Thomas is corect, you have to let your smoked cheese age. The flavor will mellow out as it ages. i vacu seal mine about an hour after its out of the smoker. Make sure it's dry before you seal it and then let it sit for st least a month. 

I smoke about 5 pounds at a time every 3-4 months so by the time I eat mine it's usually at least 3 months old.

As far as smoking to color and not time I can't really say. I don't do that. I smoke meat to temperature and cheese with time. I like to put 3-4 hours of smoke on my cheese. I usually smoke cheddar and Gouda. 

Hope this helps.


----------



## daveomak (Jan 11, 2015)

If your cheese was refer cold when you put it in the smoker, condensate could have formed...  smoke and water make "acid rain" in my opinion....  preheat the cheese before adding smoke so condensate does not form......


----------



## rpmrn (Jan 11, 2015)

If your smoker is new the metallic taste could be coming from not enough seasoning(cooking). The instructions says 3 hours at 275 with smoke for the last 1/2 hour. I let mine roll for well over 3 hours and still had a weird oilly metallic smell coming from it. I think I had it running for the better part of the day before I put meat on it. I know your cold smoking so that may not be the problem but something to think about.


----------



## coreyshoemaker (Jan 11, 2015)

Thanks for all of the input. From the comments there are some points that I may have not done. This is only the second time I have used my cold smoke attachment and the 6th time I have actually used the smoker itself. I did not let the cheese come to room temp before placing in the smoker, and did get the condensation on it. I let it sit for about an hour before putting it into plastic bags in the fridge. I have started a note book of things I have done and suggestions on how to fix them.


----------



## oregon smoker (Jan 15, 2015)

I myself always go for color before time , how ever i start looking at 2 - 3 hrs then run from there. some very hard have gone as long as 6 hr +or- with most times ending to my standard. but the regulars (goofy regular testers) always enjoy....must have lower expectation than myself or as wee all discusse here store bought (if your standard) never compares to what we all do here.

thanks,

Tom


----------



## wade (Jan 15, 2015)

CoreyShoemaker said:


> I did not let the cheese come to room temp before placing in the smoker, and did get the condensation on it. I let it sit for about an hour before putting it into plastic bags in the fridge.

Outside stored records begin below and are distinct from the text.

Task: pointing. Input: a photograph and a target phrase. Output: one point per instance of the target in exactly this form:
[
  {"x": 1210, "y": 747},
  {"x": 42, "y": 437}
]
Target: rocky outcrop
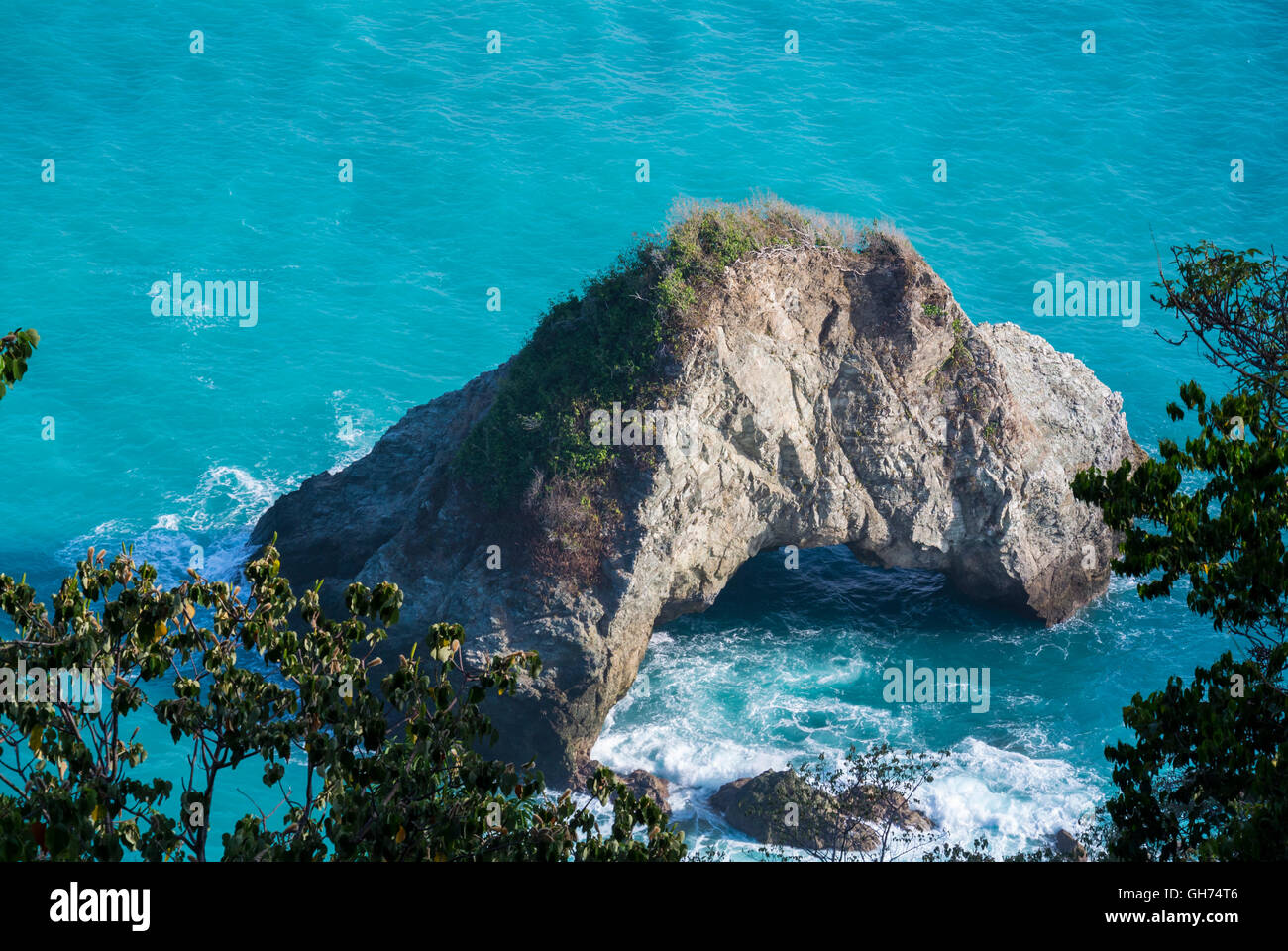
[
  {"x": 827, "y": 399},
  {"x": 638, "y": 781},
  {"x": 782, "y": 808}
]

Once you take it out of the smoker leave it uncovered in the fridge overnight to allow the surfaces to dry before wrapping in plastic. That way it will not be wet when you later unwrap it to eat. Although the cheese may not feel damp when it comes out of the the smoker, the smoker is very humid inside.


----------



## oregon smoker (Jan 15, 2015)

Wade said:


> Once you take it out of the smoker leave it uncovered in the fridge overnight to allow the surfaces to dry before wrapping in plastic. That way it will not be wet when you later unwrap it to eat. Although the cheese may not feel damp when it comes out of the the smoker, the smoker is very humid inside.










depending on temps/time of year I will also set on a rack on the counter of if temps are up I rest them in what I call my deep cooler (34.7) steady the bonus is always a cold beer for who may stop by
	

	
	
		
		



		
		
	


	





Tom


----------